Before you pitch an idea, investigate. Perhaps somebody had the same idea before you and has already put it in motion. Otherwise it would mean speculating with the prior non-existence of this project.
In your proposal or project, you must mention the resources that you need, the resources that you have, and most importantly, what you will contribute. Hacktivism consists of two parts: one is knowledge, the other is eagerness. You do not need to know how to intervene in the communications of half the planet. Others will take care of this, but you will have to contribute as much as you can to the project because it was your idea and you are the most interested party.
But the most important thing is to follow up on your proposal. Pitching ideas on the run and forgetting about them is a loss of energy. Of all of our energies. Threads without continuity always turn up sooner or later, and the work that was invested in them vanishes into thin air.
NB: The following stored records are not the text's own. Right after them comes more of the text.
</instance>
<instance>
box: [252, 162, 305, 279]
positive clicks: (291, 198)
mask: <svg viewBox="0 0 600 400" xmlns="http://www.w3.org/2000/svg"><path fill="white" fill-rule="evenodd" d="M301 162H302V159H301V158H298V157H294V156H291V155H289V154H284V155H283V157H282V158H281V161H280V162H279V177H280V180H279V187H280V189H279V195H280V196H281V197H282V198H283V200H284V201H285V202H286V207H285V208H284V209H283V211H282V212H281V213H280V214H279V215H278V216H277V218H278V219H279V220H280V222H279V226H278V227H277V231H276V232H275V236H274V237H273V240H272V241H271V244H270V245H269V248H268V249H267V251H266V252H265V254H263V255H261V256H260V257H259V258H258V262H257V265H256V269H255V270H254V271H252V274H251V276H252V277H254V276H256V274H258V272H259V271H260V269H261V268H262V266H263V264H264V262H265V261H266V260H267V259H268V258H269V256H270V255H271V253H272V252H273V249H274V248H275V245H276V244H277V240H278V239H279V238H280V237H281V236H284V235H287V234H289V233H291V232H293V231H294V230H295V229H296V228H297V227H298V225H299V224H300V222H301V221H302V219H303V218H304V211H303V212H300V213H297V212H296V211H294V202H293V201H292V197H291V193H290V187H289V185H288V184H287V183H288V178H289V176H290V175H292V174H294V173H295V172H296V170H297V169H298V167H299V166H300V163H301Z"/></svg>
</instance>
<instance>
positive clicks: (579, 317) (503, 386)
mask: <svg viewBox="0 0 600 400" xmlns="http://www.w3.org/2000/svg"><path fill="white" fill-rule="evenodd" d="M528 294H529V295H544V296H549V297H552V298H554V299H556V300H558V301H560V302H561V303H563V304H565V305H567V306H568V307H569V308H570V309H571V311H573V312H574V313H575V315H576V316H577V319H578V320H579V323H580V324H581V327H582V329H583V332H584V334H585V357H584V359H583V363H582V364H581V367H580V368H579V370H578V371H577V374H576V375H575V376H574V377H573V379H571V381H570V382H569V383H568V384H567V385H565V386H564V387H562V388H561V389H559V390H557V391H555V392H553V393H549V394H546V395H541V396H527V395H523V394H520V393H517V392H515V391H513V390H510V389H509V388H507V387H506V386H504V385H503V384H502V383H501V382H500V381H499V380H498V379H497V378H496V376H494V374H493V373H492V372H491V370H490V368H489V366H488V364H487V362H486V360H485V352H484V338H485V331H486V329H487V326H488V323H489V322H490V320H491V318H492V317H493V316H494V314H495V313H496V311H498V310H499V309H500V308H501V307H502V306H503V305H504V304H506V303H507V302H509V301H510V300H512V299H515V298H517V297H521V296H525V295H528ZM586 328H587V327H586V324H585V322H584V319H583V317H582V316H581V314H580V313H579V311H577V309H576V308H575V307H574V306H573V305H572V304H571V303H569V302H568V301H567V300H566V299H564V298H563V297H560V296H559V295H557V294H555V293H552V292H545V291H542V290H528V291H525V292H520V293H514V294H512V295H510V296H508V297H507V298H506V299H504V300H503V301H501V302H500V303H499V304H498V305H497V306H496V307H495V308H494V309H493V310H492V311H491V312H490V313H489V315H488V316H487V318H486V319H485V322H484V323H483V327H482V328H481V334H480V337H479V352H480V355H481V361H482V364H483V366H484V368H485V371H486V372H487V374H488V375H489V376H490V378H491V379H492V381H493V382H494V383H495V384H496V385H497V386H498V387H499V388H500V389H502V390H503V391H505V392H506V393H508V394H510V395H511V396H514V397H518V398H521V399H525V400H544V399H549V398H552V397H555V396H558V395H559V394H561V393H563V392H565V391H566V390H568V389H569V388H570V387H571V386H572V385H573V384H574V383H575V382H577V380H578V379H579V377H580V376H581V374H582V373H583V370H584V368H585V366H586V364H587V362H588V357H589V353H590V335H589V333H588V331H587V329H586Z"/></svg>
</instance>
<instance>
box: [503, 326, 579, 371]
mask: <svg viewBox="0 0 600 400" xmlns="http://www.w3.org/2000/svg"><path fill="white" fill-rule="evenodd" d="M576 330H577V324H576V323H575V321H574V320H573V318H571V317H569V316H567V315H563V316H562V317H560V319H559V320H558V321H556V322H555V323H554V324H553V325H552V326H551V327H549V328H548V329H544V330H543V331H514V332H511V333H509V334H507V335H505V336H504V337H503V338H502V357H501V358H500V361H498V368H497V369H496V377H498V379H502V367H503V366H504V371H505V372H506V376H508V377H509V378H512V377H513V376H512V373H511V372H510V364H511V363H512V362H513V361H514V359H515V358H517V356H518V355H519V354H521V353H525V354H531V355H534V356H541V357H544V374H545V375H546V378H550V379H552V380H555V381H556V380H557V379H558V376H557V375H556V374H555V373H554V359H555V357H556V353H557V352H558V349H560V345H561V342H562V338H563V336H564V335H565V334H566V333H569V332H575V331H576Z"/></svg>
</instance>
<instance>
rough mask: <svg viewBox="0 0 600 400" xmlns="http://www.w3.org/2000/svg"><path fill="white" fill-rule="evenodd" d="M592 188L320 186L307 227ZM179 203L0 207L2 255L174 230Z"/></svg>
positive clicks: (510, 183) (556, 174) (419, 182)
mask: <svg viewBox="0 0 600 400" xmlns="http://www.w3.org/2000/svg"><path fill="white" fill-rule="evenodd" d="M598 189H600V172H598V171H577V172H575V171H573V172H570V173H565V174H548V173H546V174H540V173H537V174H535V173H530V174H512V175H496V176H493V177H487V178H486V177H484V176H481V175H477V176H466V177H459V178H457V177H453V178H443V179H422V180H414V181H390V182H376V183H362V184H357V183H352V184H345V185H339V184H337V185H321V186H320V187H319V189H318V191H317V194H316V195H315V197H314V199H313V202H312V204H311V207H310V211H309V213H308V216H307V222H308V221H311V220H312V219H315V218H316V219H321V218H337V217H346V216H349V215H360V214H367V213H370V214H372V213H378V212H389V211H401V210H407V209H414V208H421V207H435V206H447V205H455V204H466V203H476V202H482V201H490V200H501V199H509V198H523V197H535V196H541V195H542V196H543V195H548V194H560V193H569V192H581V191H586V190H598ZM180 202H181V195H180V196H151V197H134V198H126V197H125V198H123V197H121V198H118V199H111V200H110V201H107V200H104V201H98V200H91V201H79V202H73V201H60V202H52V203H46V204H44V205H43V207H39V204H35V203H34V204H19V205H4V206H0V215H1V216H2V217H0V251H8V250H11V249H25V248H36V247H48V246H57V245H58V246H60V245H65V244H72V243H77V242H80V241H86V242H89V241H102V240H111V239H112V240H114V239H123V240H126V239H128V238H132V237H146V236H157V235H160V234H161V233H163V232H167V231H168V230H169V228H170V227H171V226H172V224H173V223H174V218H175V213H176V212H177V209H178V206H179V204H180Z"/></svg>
Many members are specialised in a specific subject; it is important to recognise the skills of each person.
Points of view.
It seems that the really difficult thing is to understand your interlocutor. We are too busy trying to think of an answer to understand everything we’re told. We hacktivists we are pioneers in reading, understanding and then, if it is really necessary, giving an opinion. We will put ourselves in your shoes before expressing disagreement with you. And we hope that you will do the same for us. There are two choices that you can consider, and you’ll see neither of them are correct. On one hand, you can assume that each person has a valid opinion that must be discussed and from which can give rise to a collective action. This is necessary for encouraging participation. The other option is to assume that we are all idiots, and that we don’t have the right to make mistakes, thus ruling out the message. As you can see, neither of the assumptions are totally reliable. This is why we position ourselves in the middle. In the option of understanding before acting.